Hugo Kornelis (3/4/2014)
For SELECT DISTINCT, allowing ORDER BY to operate on columns not in the SELECT list would produce erratic and unpredictable behaviour. Consider this table:
Col1 | Col2
1 | 1
2 | 2
3 | 1
Now what do you expect to get returned if you allow "SELECT DISTINCT Col2 FROM TheTableAbove ORDER BY Col1;"?
Maybe I do note get something, Hugo.
IMO no matter how you slice it -- meaning ORDER or other clauses --, Col2 still has only two distinct values, right?
Tes, but which comes first with order by Col1? The Col1 values where Col2 is 1 are 3 and 1, and the Col1 value where Col2 is 2 is 2; so does 1<2 rule or does 2<3 rule? Yes, one could define the effect - several different ways, each of which would probably be unacceptable to the majority of people, so it was best to say "you can't do it if you specify distinct". Without distinct it's easy - you return as many rows as there are in the table, ordered as specified. With distinct, you can't return all the rows because there are fewer distinct Col2 values than there are rows.
Hmm... I am not a computer scientist and even less a programming language designer; however, I see that there could be a new rule introduced that would say that if you are selecting distinct values based on a column which is not in the select list, you present the first value encountered in the (implicit) full SELECT.

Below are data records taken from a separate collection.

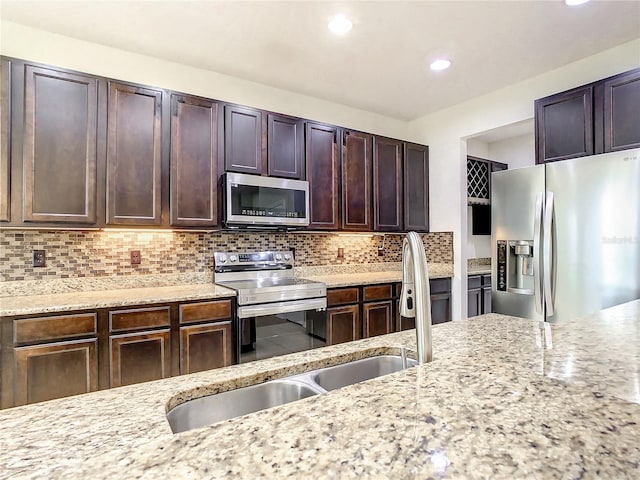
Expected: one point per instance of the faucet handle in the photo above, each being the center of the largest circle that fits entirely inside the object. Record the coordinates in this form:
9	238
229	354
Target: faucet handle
407	302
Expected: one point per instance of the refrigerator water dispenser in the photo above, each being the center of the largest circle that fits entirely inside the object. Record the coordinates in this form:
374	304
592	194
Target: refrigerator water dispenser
515	266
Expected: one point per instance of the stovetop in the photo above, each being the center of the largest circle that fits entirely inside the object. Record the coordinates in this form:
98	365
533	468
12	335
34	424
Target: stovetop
271	283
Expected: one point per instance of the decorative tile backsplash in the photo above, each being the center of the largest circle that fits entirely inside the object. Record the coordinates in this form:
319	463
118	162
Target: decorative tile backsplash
73	254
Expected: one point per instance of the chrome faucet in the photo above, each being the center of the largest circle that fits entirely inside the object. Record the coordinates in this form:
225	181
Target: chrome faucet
415	299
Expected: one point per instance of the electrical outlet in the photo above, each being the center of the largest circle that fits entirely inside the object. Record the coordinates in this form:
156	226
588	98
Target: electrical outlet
136	258
39	258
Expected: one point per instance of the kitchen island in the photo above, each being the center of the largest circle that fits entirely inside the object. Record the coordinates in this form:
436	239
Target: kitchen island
503	398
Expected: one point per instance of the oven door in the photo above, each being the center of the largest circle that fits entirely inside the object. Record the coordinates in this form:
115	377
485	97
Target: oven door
265	201
269	330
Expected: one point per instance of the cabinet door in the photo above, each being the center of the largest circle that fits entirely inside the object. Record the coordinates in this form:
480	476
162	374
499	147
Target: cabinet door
243	140
377	318
59	146
323	176
440	308
55	370
564	125
416	188
194	161
486	294
139	357
205	346
474	302
133	155
387	185
343	324
486	300
5	135
285	146
621	112
356	180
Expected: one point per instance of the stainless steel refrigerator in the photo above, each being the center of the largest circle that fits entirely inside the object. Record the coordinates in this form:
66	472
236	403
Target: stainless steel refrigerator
565	236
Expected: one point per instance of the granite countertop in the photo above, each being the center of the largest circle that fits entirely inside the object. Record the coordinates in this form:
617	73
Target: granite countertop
479	270
334	280
32	298
503	398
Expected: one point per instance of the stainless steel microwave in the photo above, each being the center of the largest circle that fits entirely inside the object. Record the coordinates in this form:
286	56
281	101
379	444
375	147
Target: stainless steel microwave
253	200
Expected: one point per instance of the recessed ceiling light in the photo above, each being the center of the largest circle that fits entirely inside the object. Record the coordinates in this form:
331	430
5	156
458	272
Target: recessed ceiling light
440	64
340	24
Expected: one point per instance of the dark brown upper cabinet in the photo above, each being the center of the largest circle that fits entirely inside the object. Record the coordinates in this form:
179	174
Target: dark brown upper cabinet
387	185
133	155
564	125
5	135
194	161
285	146
243	140
622	111
59	146
357	155
416	187
595	118
322	165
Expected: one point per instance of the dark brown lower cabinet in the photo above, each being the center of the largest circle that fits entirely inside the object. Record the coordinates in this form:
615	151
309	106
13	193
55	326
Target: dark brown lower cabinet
54	370
479	295
139	357
440	289
206	346
377	310
377	318
343	324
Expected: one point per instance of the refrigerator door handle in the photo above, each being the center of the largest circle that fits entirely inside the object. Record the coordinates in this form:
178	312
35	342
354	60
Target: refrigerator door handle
537	257
547	254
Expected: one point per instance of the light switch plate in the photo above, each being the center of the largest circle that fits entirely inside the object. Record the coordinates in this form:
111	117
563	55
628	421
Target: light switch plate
39	258
136	258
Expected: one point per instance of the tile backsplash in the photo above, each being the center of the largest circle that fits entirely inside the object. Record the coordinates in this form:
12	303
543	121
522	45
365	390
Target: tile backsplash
75	254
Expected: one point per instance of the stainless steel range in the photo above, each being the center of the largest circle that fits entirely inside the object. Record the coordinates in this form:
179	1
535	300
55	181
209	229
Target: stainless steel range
277	312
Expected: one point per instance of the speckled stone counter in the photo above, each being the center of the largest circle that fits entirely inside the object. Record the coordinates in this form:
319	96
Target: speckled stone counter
334	279
503	399
35	297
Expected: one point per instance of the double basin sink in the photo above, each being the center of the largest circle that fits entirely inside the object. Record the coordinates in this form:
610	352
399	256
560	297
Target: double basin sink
242	401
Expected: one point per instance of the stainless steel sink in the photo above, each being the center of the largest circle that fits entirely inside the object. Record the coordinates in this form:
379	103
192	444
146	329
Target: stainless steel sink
235	403
332	378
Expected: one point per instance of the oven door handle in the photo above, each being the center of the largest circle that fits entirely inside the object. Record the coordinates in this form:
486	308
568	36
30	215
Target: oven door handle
249	311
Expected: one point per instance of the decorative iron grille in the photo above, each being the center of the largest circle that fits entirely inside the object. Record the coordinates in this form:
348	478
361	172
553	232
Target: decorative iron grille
477	179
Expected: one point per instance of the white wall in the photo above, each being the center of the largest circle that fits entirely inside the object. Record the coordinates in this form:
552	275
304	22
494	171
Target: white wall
446	132
27	43
517	152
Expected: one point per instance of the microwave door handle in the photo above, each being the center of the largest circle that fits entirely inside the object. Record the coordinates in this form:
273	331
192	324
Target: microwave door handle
548	253
537	249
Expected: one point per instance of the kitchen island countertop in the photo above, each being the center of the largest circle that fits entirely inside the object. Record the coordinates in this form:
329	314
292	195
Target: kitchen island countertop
503	398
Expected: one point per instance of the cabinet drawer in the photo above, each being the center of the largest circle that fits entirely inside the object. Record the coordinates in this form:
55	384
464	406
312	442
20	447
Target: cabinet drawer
440	285
138	319
197	312
474	281
377	292
30	330
342	296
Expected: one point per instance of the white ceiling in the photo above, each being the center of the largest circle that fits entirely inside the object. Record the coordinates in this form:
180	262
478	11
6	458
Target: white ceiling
381	66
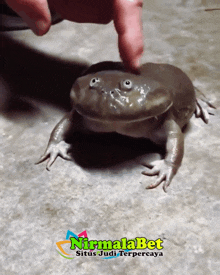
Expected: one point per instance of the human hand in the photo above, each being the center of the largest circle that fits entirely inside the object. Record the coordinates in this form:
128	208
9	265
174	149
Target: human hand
125	13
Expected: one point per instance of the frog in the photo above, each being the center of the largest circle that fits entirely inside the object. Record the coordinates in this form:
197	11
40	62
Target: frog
154	104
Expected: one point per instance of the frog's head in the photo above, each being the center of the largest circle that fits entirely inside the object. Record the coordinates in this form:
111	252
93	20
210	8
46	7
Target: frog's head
119	96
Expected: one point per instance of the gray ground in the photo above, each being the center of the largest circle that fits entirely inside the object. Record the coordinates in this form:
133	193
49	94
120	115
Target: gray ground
38	207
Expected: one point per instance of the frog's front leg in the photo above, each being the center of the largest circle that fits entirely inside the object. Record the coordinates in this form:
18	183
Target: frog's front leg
167	168
57	145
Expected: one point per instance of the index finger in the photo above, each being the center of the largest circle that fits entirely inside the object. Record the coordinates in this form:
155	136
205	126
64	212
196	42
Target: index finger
127	20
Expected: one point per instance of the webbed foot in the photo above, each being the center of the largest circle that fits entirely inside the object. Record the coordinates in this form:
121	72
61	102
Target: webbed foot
204	108
53	151
165	171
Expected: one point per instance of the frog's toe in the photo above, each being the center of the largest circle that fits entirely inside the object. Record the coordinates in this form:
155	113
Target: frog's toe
151	172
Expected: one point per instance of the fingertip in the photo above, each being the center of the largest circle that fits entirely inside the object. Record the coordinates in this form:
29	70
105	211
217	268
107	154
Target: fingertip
42	27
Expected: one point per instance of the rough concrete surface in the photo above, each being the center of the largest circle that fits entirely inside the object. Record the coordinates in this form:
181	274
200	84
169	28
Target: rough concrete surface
109	201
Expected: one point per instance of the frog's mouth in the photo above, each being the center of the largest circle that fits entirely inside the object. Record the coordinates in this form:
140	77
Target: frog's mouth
116	106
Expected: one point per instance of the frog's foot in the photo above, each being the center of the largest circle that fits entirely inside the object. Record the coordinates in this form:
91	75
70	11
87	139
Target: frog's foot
165	171
204	108
53	151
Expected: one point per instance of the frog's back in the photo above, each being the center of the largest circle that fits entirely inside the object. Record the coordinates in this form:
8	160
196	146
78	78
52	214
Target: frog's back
178	83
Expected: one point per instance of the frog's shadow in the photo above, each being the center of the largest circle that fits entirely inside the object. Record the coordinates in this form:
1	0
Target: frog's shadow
105	150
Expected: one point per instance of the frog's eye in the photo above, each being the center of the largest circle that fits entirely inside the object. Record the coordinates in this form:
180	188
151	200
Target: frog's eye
127	84
94	81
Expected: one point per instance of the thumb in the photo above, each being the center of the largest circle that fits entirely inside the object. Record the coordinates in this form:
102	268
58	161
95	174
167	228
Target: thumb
34	12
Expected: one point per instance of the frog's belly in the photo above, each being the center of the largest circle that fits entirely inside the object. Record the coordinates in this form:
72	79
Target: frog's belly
149	128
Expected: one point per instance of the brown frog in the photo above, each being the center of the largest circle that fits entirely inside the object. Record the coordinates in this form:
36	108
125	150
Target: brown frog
155	104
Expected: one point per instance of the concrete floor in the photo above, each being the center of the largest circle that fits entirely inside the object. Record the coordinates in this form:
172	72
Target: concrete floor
109	202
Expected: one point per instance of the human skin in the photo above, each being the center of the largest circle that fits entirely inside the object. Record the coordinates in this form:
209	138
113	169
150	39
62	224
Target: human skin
126	15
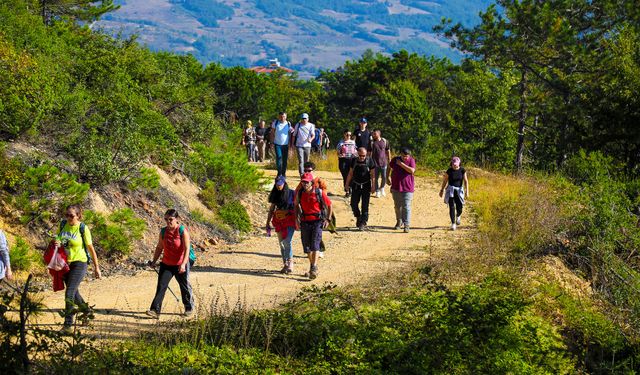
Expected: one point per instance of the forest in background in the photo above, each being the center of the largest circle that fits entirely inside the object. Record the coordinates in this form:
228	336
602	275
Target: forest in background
551	90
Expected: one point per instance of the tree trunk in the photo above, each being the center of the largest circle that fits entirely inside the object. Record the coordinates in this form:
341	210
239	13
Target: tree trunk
522	119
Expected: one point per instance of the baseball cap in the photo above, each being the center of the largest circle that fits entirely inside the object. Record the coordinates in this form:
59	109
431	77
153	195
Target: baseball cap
308	177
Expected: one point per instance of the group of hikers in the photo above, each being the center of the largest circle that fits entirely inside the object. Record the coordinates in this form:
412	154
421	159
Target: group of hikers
260	141
366	166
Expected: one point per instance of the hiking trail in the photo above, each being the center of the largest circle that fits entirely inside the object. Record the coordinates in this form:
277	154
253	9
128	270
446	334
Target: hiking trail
248	272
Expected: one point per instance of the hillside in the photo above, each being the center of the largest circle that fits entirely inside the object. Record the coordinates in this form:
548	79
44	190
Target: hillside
304	35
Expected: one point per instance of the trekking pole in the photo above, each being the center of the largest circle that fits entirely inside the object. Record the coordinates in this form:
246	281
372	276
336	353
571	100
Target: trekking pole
168	287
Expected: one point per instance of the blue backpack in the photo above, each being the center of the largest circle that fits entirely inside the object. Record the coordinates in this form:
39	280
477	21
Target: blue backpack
192	253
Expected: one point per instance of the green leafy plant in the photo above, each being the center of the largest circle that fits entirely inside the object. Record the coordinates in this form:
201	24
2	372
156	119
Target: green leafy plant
115	233
234	214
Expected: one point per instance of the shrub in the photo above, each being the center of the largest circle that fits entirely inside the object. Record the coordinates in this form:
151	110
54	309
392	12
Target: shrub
22	256
147	178
45	190
234	214
115	233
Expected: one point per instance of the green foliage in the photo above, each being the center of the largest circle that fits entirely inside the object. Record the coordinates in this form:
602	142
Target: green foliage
44	191
148	179
23	256
235	215
115	233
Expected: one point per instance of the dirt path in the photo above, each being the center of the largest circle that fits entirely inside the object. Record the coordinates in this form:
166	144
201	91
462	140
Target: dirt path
249	270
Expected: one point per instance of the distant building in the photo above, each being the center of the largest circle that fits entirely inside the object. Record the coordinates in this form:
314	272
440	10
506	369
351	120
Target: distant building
274	65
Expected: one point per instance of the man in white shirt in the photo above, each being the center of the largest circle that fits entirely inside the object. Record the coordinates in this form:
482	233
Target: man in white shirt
304	134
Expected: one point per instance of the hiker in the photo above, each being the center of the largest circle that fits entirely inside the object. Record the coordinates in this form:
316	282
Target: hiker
324	144
313	213
174	243
317	141
455	195
346	152
381	154
280	136
261	140
282	216
304	134
400	178
249	140
361	181
362	135
75	236
5	262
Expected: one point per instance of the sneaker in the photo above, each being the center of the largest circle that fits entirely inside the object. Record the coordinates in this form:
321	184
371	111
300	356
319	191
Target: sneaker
66	330
313	272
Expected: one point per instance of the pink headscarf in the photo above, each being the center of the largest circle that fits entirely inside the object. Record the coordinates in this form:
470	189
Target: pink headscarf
455	161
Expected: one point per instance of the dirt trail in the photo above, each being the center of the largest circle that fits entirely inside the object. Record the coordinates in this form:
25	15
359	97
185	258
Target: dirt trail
249	270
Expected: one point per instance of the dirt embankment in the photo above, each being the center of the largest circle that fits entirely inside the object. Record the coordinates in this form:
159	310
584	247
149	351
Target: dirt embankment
249	270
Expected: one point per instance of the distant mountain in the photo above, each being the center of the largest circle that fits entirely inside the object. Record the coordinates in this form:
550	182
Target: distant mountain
305	35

Unfortunately, our rather small example does not make my point obvious, but please consider -
Col1 | Col2
1 | 2
2 | 3
3 | 1
4 | 2
That would give you 2,3,1 right?
I could live with this.
Edit: making the sequence more obvious, IMO
Yes, that's one of the many approaches that would work, and in my view it's one of the better ones because it doesn't require any colision resolution mechanism. But would it be accepted?
Some people would suggest computing the average position in the full list for each value, and ordering by that (perhaps falling back on your method to resolve collisions). Others might suggest looking at whether the number of value A - value B pairs in the full list is where the value A element is before the value B element is greater than or less than the number of pairs where the opposite is the case (again resolving collisions somehow). These are just two of the methods of getting a good representation of the "average" relative position. You can complicate them by weighting elements or pairs of elements depending on how distant from the middle of the unpruned list they are, or when working with pairs by how far apart the two components are in the unpruned list.
I remember a discussion about this particular ordering problem - not in the context of databases, something completely different, way back in the 60s, where the concensus ended up being that the best procedure would be to use a random (ideally not pseudo-random, but in practice true random wasn't really going to be possible) selection of which item with each given value to retain (that would be done by looking at the items in true random order and retaining the part specified for the distinct value and the part designated for ordering for the first item with each distinct value for the specified part, sort the retained sub-items including the (unwanted) ordering part, and then throw away the unwanted part. Like your suggested method, that doesn't require any collision resolution; of course it might be difficult to live with in a relational database context, as it's certainly not deterministic.